A "regular file" might reside in multiple locations on disk for redundancy, or might have a checksum that needs to be maintained alongside it for integrity. Or, as you say, its contents might not reside in contiguous sectors - or you might be writing to a hole in a sparse file. There's a lot of "magic" that could go on behind the scenes when operating on "regular files", depending on what filesystem you're using with what options. Directly operating on the block device makes it easier to reason about the performance guarantees, since your reads and writes map more cleanly to the underlying SCSI/ATA/NVME commands issued.
If you understand your workload and the hardware well enough to understand how doing direct I/O on a file will help - then you’re going to generally do better against a direct block device because there are fewer intermediate layers doing the wrong optimizations or otherwise messing you up. From a pure performance perspective anyway. Extents are one part of the issue, flushes to disk (and how/when they happen), caching, etc.

Doesn’t mean it isn’t easier to deal with as a file from an administration perspective (and you can do snapshots, or whatever!), but Lvm can do that too for a block device, and many other things.

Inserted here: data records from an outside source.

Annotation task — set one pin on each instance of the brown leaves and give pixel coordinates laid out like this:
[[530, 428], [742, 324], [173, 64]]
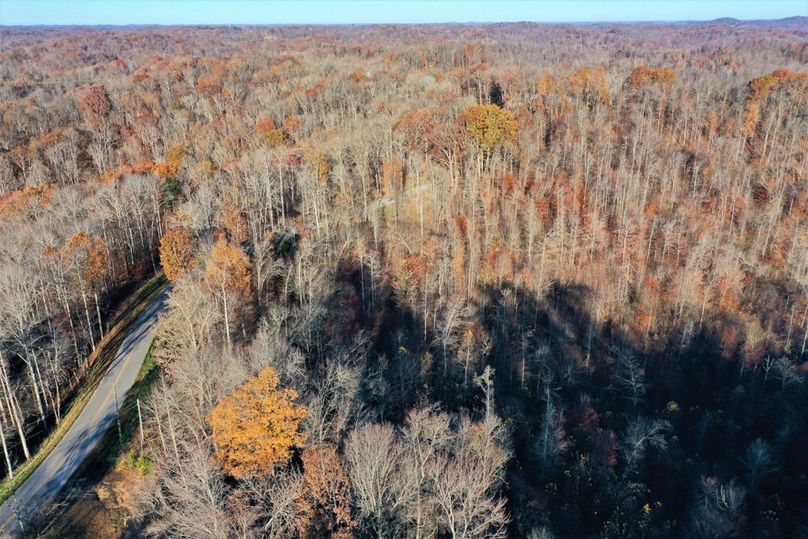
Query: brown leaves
[[325, 507], [228, 268], [490, 126], [257, 426], [89, 253], [177, 253], [644, 75]]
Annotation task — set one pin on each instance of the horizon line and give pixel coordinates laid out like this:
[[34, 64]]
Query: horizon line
[[434, 23]]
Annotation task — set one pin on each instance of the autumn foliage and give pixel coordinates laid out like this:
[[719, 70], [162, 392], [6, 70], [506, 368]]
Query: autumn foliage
[[177, 253], [256, 428], [490, 126], [325, 506]]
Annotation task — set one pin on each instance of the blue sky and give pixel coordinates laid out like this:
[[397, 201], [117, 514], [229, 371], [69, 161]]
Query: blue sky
[[16, 12]]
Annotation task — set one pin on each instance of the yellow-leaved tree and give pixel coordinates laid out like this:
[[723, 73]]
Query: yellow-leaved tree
[[177, 253], [490, 126], [256, 427]]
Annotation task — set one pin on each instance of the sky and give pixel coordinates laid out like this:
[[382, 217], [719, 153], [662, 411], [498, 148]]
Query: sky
[[119, 12]]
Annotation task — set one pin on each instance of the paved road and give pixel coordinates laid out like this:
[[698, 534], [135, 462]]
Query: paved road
[[99, 415]]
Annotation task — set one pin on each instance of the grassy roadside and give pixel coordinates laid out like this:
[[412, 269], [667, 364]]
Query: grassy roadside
[[99, 360], [74, 513]]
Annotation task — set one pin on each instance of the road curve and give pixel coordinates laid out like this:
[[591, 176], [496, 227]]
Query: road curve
[[98, 415]]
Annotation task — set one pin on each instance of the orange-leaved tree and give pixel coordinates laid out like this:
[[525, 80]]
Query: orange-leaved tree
[[490, 126], [229, 278], [256, 427], [177, 253]]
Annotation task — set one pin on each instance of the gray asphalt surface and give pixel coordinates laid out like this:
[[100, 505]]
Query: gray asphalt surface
[[98, 416]]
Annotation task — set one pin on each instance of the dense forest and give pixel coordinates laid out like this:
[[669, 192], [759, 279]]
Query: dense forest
[[508, 280]]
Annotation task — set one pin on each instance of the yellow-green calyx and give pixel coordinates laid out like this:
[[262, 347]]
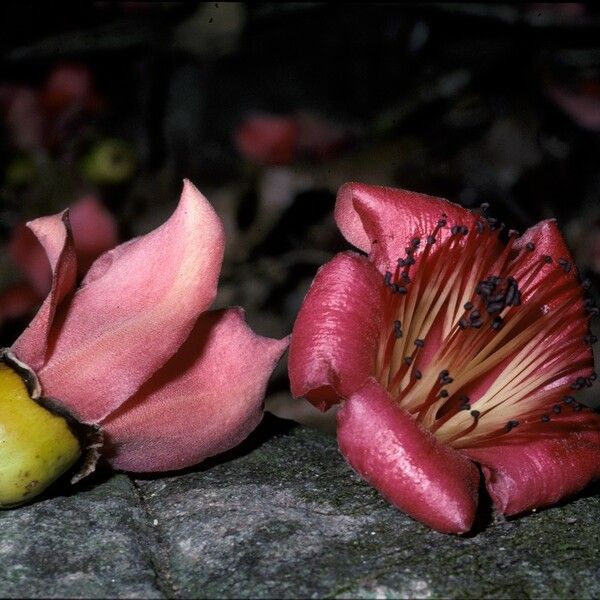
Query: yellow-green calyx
[[36, 445]]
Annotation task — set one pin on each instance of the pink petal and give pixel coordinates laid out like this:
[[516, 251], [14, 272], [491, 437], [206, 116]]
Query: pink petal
[[381, 221], [543, 471], [269, 139], [17, 301], [388, 448], [27, 253], [547, 241], [94, 231], [135, 308], [206, 400], [54, 233], [336, 334]]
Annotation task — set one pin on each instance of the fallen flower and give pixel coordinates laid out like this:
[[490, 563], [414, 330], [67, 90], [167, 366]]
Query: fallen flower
[[447, 348], [132, 367]]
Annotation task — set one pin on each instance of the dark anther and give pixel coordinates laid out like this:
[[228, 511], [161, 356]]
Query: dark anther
[[388, 278], [397, 329], [493, 307], [497, 323], [578, 383]]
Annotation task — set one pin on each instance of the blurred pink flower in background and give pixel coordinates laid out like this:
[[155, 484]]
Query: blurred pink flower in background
[[94, 232], [38, 118], [283, 139]]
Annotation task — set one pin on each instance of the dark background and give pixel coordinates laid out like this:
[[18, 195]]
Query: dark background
[[497, 103]]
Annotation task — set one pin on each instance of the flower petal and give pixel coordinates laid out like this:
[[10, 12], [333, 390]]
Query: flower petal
[[206, 400], [27, 253], [381, 221], [335, 337], [546, 469], [94, 231], [16, 301], [135, 308], [388, 448], [54, 233]]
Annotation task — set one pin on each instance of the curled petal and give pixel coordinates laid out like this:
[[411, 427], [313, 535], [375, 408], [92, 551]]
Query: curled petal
[[206, 400], [27, 253], [136, 306], [94, 231], [17, 301], [54, 233], [381, 221], [335, 337], [546, 469], [388, 448]]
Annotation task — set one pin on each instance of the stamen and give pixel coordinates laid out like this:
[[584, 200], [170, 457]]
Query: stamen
[[485, 313]]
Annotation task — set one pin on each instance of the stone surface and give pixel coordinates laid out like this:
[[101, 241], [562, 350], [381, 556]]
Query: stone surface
[[284, 517], [90, 544]]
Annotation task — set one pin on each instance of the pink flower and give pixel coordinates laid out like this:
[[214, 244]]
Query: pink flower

With O_DIRECT though you're opting out of the filesystem's caching (well, VFS's), forced flushes, and most FS level optimizations, so I'd expect it to perform on par with direct partition access.

Do you have numbers showing an advantage of going directly to the block device? Personally, I'd consider the management advantages of a filesystem compelling absent specific performance numbers showing the benefit of direct partition access.

You do when it does that/respects it which isn’t always. The point is that you have more layers. If you’re trying to be as direct as possible, more layers is unhelpful.

Since you get most of the same advantages management wise with lvm while using the block interface (including snapshots, resizing, and all the other management goodies), you’re not exactly getting much extra functionality either.

Your concerns are all theoretical and the management disadvantages of direct partition access are real with or without LVM (which itself is exactly the sort of middle layer you claim to be worried about.)

Do you have numbers or not?

Ah, but now you’re moving the goalposts it seems?

Since most of what we’re talking about is unnecessary complexity for no real gain, what concrete metric do you think would be useful exactly? I just pointed out that you can get the same management advantages without it (say for a dev environment or rollbacks or whatever). And you get a simpler, cleaner story without extra layers if you don’t want to use lvm (such as in production), which you can’t get from O_DIRECT.

I also have this thread from Linus calling O_DIRECT brain damaged and to never use it. [https://lkml.org/lkml/2007/1/10/233]

The problem is some of the alternatives seem to be suggested by way of "if we had any support for this it would be better than O_DIRECT". So don't use O_DIRECT, use the alternative which doesn't exist, is still too slow, only covers parts of what you need, etc. .
I respect Linus, but he has a problem where he never ever backtracks and admits he was wrong about something. Take C++ for example.